Commonwealth Games protest against homophobia
David Cameron urged: Condemn anti-LGBTI hate in member states
Urge enforcement of Article 7 of the Commonwealth Games constitution
Date: Wednesday 16 July 2014
Venue: 10 Downing Street, London SW1A 2AA
42 of the 53 member countries of the Commonwealth criminalise homosexuality, with penalties up to life imprisonment in at least seven member states - plus the death penalty in parts of northern Nigeria and rural Pakistan, and the scheduled introduction of death by stoning in Brunei.
We are urging:
1. David Cameron to speak out against Commonwealth homophobia and transphobia before and during the Commonwealth Games - and to declare his support for non-discrimination, in accordance with Article 7 of the Commonwealth Games
2. Glasgow 2014 organisers to make a statement of equality and inclusivity - including a specific welcome and support for LGBTI athletes, officials and spectators
3. LGBTI athletes to come out - if it is safe for them to do so
4. The UK to grant asylum to LGBTI athletes and officials who have a well-founded fear of persecution if they return to their home countries.
“We are appealing to Prime Minister David Cameron to speak out against homophobia and transphobia in the Commonwealth in the run-up to the Commonwealth Games, which start in Glasgow on 23 July. We also want him to express his public support for Article 7 of the Commonwealth Games Federation constitution, which prohibits any form of discrimination - including discrimination in athlete selection for the national teams,” said Peter Tatchell, Director of the human rights advocacy ngo, the Peter Tatchell Foundation.
The Peter Tatchell Foundation has already written the Commonwealth Games organisers to urge them to ensure that all Commonwealth countries competing at Glasgow pledge their commitment to Article 7: http://bit.ly/1jlLqud
“Given the extreme homophobia and transphobia in most Commonwealth countries, it is very unlikely that most national selection committees would allow a lesbian, gay, bisexual, transgender or inter-sex (LGBTI) athlete to compete at Glasgow. David Cameron can help by making clear that such discrimination is incompatible with Commonwealth Games values and rules,” added Mr Tatchell.

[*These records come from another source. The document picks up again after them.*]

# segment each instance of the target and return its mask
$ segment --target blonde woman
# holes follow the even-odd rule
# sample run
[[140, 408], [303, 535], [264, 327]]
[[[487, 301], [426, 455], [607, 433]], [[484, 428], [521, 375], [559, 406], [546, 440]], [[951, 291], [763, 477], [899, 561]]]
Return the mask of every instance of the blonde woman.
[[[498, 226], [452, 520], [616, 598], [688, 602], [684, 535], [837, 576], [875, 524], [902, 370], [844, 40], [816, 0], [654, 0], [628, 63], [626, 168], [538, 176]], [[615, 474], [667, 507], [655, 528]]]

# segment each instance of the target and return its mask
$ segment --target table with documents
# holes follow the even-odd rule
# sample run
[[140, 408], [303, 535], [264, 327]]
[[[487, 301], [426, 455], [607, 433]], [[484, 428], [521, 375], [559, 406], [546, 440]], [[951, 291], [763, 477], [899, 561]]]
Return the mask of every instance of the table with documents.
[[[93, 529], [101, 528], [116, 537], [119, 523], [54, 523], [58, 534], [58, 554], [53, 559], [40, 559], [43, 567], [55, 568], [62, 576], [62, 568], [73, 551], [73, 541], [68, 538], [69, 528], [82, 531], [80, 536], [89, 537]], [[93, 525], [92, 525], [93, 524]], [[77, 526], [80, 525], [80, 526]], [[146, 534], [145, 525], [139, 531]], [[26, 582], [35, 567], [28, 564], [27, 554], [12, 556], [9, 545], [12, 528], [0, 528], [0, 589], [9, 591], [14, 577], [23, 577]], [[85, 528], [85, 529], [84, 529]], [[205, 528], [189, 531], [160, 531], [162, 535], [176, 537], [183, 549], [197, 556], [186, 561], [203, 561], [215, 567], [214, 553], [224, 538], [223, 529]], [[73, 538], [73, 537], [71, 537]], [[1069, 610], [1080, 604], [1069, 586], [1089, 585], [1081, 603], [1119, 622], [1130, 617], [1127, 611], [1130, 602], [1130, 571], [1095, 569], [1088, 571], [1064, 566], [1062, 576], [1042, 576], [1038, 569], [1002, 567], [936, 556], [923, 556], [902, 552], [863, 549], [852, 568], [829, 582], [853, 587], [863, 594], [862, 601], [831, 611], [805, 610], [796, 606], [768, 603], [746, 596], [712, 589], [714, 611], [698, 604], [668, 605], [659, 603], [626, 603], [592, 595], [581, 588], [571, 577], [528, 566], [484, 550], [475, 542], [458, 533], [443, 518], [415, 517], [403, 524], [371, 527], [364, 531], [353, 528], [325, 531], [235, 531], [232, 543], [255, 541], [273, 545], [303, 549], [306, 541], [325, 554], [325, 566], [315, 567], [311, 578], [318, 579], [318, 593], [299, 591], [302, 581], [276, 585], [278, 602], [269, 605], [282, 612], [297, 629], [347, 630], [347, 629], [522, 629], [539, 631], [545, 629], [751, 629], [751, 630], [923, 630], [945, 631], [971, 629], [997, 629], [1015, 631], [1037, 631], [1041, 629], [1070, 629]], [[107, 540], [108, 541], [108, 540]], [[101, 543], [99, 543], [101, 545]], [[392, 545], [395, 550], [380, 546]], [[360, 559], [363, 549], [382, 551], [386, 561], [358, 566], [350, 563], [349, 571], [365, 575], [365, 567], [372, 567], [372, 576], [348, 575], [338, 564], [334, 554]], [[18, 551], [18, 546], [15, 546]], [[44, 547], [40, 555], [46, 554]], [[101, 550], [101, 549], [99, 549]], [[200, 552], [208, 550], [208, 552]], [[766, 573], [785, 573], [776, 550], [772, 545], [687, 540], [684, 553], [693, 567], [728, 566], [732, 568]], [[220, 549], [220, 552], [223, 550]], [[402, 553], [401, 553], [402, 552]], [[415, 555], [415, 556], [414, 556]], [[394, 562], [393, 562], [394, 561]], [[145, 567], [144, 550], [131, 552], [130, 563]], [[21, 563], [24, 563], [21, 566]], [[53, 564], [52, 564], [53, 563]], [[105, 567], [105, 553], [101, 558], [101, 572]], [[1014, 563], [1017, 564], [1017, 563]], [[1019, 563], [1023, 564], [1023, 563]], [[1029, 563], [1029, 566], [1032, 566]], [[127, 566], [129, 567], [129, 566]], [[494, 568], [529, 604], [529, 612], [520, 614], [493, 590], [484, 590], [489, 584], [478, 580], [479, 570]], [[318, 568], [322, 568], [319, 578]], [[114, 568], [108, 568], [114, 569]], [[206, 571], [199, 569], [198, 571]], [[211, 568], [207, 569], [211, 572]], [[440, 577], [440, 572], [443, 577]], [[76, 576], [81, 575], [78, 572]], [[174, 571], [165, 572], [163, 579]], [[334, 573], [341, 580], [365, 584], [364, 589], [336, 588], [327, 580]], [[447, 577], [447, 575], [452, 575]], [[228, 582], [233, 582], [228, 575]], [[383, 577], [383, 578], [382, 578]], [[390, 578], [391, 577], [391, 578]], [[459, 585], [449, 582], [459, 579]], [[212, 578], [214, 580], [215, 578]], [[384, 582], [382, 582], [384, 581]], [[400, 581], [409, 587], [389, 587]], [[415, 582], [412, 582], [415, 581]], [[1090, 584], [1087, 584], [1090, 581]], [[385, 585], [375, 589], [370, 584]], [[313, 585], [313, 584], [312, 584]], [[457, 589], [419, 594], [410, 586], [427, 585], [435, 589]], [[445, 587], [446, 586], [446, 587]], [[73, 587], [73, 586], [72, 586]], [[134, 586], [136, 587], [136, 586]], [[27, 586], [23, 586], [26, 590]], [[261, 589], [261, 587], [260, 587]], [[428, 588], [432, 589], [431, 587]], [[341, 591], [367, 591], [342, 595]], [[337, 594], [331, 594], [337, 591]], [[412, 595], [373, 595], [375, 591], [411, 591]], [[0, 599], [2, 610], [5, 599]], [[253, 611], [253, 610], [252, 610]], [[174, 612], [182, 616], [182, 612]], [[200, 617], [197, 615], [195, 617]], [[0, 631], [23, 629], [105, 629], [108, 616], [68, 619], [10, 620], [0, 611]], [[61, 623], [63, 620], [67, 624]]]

“We want the Prime Minister to give a lead and set a positive tone by publicly declaring that anti-LGBT persecution is a violation of the Commonwealth Charter and that LGBTI athletes will be welcome in Glasgow. We are asking him to state his support for Article 7 and to make it clear that no country should be permitted to discriminate with regard to who they select for the up-coming games. He should make clear that the UK government is willing to give asylum to LGBTI athletes who are at risk of victimisation in their county of origin,” said Mr Tatchell.
Wednesday’s rally is organised by the African LGBTI Out and Proud Diamond Group, with the support of the Peter Tatchell Foundation and Rainbows Across Borders.

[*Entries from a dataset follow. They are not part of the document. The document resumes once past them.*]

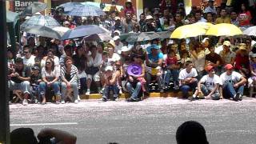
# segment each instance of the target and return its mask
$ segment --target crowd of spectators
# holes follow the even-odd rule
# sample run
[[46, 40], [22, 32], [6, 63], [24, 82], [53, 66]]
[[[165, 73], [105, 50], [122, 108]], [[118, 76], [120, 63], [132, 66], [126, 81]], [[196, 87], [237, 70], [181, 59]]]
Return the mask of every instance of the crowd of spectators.
[[[8, 50], [9, 87], [21, 90], [23, 105], [28, 100], [42, 104], [54, 95], [57, 103], [79, 102], [79, 94], [110, 95], [118, 101], [123, 92], [128, 102], [138, 102], [151, 91], [181, 90], [182, 97], [242, 100], [245, 86], [254, 85], [256, 76], [256, 45], [254, 37], [205, 37], [186, 39], [153, 39], [130, 43], [122, 39], [126, 33], [173, 31], [178, 26], [198, 22], [232, 23], [239, 27], [253, 26], [252, 14], [245, 4], [241, 10], [214, 7], [212, 1], [204, 11], [192, 7], [186, 14], [184, 5], [176, 13], [168, 8], [144, 8], [138, 18], [130, 1], [124, 18], [115, 10], [100, 17], [70, 17], [54, 12], [52, 16], [70, 29], [82, 25], [98, 25], [111, 32], [109, 42], [85, 42], [78, 39], [61, 42], [35, 38], [24, 34], [16, 52]], [[130, 75], [130, 65], [139, 66], [139, 75]], [[246, 83], [249, 78], [249, 83]], [[17, 94], [17, 93], [15, 93]], [[73, 97], [70, 96], [73, 94]]]

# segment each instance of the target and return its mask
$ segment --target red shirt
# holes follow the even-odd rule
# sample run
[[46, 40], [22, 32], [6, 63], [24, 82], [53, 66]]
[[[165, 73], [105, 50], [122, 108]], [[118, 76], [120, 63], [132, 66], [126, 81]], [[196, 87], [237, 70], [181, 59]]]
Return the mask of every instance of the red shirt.
[[176, 65], [178, 63], [178, 60], [176, 57], [167, 57], [166, 59], [166, 66]]

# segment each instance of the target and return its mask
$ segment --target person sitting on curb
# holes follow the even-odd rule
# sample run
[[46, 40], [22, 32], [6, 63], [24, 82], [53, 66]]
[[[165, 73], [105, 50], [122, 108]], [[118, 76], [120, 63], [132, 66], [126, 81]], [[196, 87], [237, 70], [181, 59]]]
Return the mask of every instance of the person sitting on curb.
[[183, 98], [188, 98], [188, 93], [190, 90], [194, 90], [198, 86], [197, 70], [193, 68], [191, 61], [186, 62], [186, 69], [180, 71], [178, 79], [180, 80], [180, 90], [182, 92]]
[[106, 102], [110, 98], [110, 93], [112, 90], [114, 101], [118, 101], [118, 74], [114, 72], [113, 66], [108, 66], [105, 70], [105, 86], [102, 94], [102, 101]]
[[[220, 76], [222, 80], [221, 98], [232, 98], [234, 101], [242, 100], [244, 84], [246, 79], [239, 73], [233, 71], [231, 64], [225, 66], [226, 72]], [[223, 94], [222, 93], [223, 92]]]
[[221, 79], [215, 74], [213, 66], [208, 65], [206, 69], [208, 74], [203, 76], [199, 81], [198, 90], [193, 94], [191, 100], [195, 100], [198, 95], [203, 95], [206, 99], [218, 100], [220, 98], [218, 86], [221, 83]]

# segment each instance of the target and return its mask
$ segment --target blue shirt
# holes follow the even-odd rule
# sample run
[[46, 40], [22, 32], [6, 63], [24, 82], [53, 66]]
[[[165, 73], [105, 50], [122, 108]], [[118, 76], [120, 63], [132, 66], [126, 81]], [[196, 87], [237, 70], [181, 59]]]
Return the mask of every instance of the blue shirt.
[[157, 56], [153, 56], [152, 54], [148, 54], [149, 60], [154, 62], [158, 62], [159, 59], [163, 58], [163, 54], [159, 52]]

Edwin Sesange, coordinator of the African LGBTI Out and Proud Diamond Group, said:
“The Commonwealth Games is a major international sporting event and a great opportunity for the Prime Minister speak out against anti-LGBTI persecution by 80% of Commonwealth member states. We want him to press the Glasgow 2014 organisers to make equality a key theme of the games. This would be a unique, pioneering achievement; setting a non-discrimination standard for future games organisers to follow.
“The UK government prides itself on the progress it has made for gay rights. David Cameron vowed to help defend LGBTI rights around the world. His promises have not, however, been backed with sufficient action. This is his chance to make amends.
“Far from moving towards equality, we have seen many Commonwealth countries witch-hunt their LGBTI citizens and even tougher anti-gay laws have been recently legislated in countries like Uganda, Brunei and Nigeria.
“Britain imposed most of the existing anti-gay laws in Commonwealth nations when it was the colonial power in the nineteenth century. Homosexuality was not illegal in these countries prior to British colonisation.
“Britain has been part of the problem. Therefore it should be part of the solution by challenging homophobia and transphobia in the Commonwealth. David Cameron should show leadership by taking a stand against the victimisation of LGBTI people and promoting the universal human rights values of the Commonwealth Charter,” said Mr Sesange.